18. Dakota earned \( \$ 15.75 \) in interest in Account A and \( \$ 28.00 \) in interest in Account B after 21 months. If the simple interest rate is for \( 3.0 \% \) for Account A and \( 4.0 \% \) for Account B, which account had the greater principal? Explain.

To determine which account had the greater principal, we can use the simple interest formula: \[ I = P \times r \times t \] where \( I \) is the interest earned, \( P \) is the principal amount, \( r \) is the annual interest rate (in decimal), and \( t \) is the time in years. For Account A, with an interest of \( \$ 15.75 \) at \( 3.0\% \) for \( 21 \) months (or \( 1.75 \) years), the calculation for the principal \( P_A \) is: \[ 15.75 = P_A \times 0.03 \times 1.75 \] Solving this, we find \( P_A \approx 300.00 \). For Account B, with an interest of \( \$ 28.00 \) at \( 4.0\% \) for \( 21 \) months, the calculation for the principal \( P_B \) is: \[ 28.00 = P_B \times 0.04 \times 1.75 \] Solving this, we find \( P_B \approx 200.00 \). Therefore, Account A had the greater principal. Knowing how interest rates work in practice can significantly inform your financial decisions. For instance, understanding that higher interest rates don’t always mean you earn more interest can help you make smarter savings decisions. Always compare the total interest earned across different accounts, considering both the rate and the principal, to understand which is more beneficial for your savings.
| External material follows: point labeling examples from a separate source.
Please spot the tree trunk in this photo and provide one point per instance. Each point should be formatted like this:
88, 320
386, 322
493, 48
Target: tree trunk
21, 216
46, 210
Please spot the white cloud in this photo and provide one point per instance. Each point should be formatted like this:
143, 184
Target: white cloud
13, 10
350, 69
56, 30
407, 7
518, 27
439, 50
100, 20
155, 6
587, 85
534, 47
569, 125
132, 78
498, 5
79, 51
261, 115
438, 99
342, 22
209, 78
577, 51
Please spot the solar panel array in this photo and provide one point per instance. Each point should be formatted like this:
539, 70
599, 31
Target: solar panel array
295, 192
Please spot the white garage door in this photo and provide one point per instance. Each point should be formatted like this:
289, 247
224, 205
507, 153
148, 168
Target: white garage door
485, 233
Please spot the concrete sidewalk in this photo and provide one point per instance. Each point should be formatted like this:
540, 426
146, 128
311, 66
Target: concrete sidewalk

When calculating principal amounts using the interest formula, a common mistake is forgetting to convert the interest rate into decimal form. Always remember that \( 3.0\% \) is expressed as \( 0.03 \) and \( 4.0\% \) as \( 0.04 \)—negligent calculations can lead to incorrect conclusions about potential earnings! Additionally, ensure that your time period is consistently measured in years, turning months into fractions of the year when necessary.